Cycling News

Please don’t dress as a cyclist for Hallowe’en, but if you insist, here are 6 costumes

Please don't dress as a cyclist for Hallowe’en, but if you insist, here are 6 costumes

Hey, who doesn’t like a clever costume, right? Hallowe’en can bring out some pretty fine ideas when it comes to costumes, as well as the same old thing we see every year.

Sometimes costumes can come a little too close to home. If you spend your evenings or mornings in Lycra…why would you want to go to a Hallowe’en party and sit by the punch bowl in a tight kit? I mean, I would rather dress up as a Frankenstein, but that’s me.

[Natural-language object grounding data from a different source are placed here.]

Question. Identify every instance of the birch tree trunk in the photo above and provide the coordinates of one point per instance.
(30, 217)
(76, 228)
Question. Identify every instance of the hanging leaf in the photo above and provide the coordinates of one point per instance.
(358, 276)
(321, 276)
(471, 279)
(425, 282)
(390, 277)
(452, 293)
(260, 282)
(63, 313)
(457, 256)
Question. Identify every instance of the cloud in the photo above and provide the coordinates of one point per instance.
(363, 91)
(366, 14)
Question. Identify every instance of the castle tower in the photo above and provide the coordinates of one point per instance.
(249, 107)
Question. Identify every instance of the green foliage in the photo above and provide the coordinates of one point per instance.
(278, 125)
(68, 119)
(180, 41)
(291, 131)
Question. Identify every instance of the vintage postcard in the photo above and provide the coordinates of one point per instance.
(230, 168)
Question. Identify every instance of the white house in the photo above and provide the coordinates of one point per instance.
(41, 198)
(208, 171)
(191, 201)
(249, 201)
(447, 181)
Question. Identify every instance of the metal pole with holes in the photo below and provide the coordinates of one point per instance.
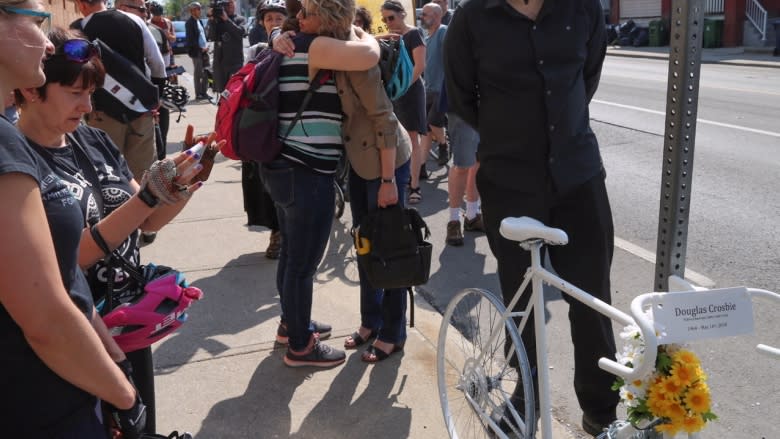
(686, 32)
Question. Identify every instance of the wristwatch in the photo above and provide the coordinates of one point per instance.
(148, 197)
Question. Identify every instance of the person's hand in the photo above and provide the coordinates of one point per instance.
(131, 422)
(388, 195)
(171, 180)
(390, 36)
(283, 43)
(209, 153)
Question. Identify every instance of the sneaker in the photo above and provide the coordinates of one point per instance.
(147, 238)
(319, 355)
(454, 235)
(595, 426)
(274, 245)
(474, 224)
(444, 154)
(321, 331)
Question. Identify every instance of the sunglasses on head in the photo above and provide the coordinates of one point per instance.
(78, 50)
(44, 16)
(137, 8)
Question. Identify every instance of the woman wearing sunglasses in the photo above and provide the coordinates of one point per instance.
(53, 362)
(113, 205)
(301, 180)
(410, 108)
(378, 149)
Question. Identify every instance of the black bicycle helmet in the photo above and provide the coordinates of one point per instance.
(155, 8)
(271, 6)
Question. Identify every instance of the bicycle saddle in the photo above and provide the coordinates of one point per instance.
(528, 229)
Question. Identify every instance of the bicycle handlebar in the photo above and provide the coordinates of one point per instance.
(646, 328)
(647, 361)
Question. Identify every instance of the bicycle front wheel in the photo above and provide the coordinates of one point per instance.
(481, 363)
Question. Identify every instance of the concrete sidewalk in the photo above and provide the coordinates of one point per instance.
(221, 376)
(736, 56)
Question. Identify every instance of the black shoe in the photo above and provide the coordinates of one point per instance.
(322, 330)
(596, 425)
(423, 172)
(444, 155)
(146, 238)
(320, 355)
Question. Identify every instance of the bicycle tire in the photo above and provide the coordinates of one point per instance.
(474, 374)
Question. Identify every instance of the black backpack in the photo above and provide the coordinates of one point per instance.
(391, 248)
(127, 93)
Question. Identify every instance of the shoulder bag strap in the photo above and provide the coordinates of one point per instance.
(319, 79)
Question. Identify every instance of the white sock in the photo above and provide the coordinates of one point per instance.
(454, 213)
(472, 209)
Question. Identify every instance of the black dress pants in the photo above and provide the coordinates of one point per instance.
(585, 215)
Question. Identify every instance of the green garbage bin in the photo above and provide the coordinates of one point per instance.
(658, 34)
(713, 32)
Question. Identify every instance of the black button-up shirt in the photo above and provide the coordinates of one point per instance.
(526, 85)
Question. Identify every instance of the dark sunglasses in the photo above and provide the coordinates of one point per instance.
(78, 50)
(137, 8)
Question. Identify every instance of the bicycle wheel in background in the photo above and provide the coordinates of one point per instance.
(480, 362)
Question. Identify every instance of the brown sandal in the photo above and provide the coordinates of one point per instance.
(357, 340)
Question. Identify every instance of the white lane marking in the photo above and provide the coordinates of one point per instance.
(704, 121)
(694, 277)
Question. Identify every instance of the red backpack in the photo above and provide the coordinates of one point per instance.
(247, 116)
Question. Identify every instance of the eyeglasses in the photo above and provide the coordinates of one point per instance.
(78, 50)
(45, 22)
(137, 8)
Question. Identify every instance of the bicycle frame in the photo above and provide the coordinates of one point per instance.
(537, 275)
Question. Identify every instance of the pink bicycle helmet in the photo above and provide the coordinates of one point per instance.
(153, 314)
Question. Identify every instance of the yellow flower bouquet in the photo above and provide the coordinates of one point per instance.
(674, 397)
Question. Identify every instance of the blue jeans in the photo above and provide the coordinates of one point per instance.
(382, 310)
(304, 203)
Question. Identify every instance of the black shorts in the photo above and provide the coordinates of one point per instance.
(410, 109)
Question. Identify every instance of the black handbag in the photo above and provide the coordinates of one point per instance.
(391, 248)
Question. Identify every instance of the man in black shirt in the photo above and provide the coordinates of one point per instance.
(227, 32)
(523, 72)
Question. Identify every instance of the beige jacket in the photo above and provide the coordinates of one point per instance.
(369, 122)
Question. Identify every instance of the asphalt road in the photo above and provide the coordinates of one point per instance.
(732, 238)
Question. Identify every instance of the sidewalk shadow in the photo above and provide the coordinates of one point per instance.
(469, 275)
(376, 411)
(263, 411)
(238, 297)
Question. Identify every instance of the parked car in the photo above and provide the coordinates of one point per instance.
(180, 45)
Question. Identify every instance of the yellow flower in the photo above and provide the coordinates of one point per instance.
(686, 357)
(692, 424)
(676, 412)
(670, 429)
(670, 389)
(698, 398)
(683, 374)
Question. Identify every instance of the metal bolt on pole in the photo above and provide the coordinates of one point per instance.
(686, 32)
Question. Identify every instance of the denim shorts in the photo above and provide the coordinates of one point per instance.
(464, 141)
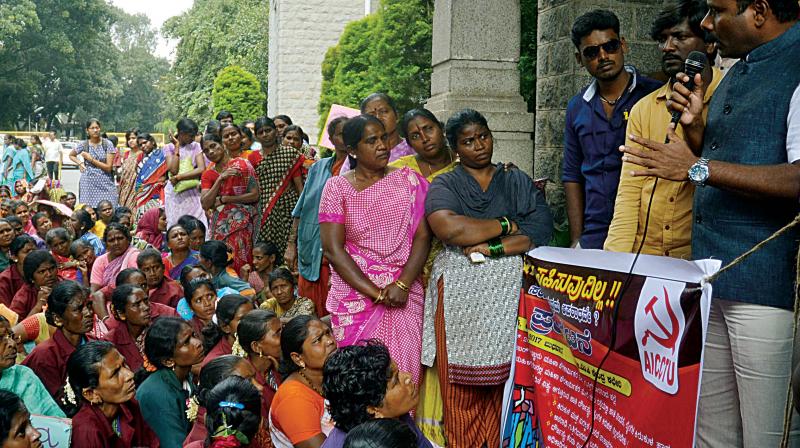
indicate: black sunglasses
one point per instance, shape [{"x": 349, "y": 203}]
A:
[{"x": 609, "y": 47}]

Here’s some really stupid ideas if you must.

1. Zombie Cyclist

You a fan of The Walking Dead and The Tour de France? Marry your two loves and dress in kit, and get zombify yourself. Everyone will find it hilarious.

2. ‘90s pro cyclist

No helmet needed. But make sure you bring your spinacis, vintage Brikos and headband please. And no, please don’t bring a syringe as part of your costume.

3. Lance Armstrong

Dress up as the Texan, and make sure you wear a yellow jersey. Guaranteed people will have some strong opinions.

4. A super serious Masters cyclist

photo: Gas Station Food Cyclist

No one will understand this costume but you, but that’s part of the fun, right?

5. A triathlete

If you walk into the party with a Speedo, an aero helmet, some sunnies and cycling shoes, you’ll for sure be the most popular person at the party.

6. Bike courier

The good news is, you can ride to and from the party in this one. Joints are optional.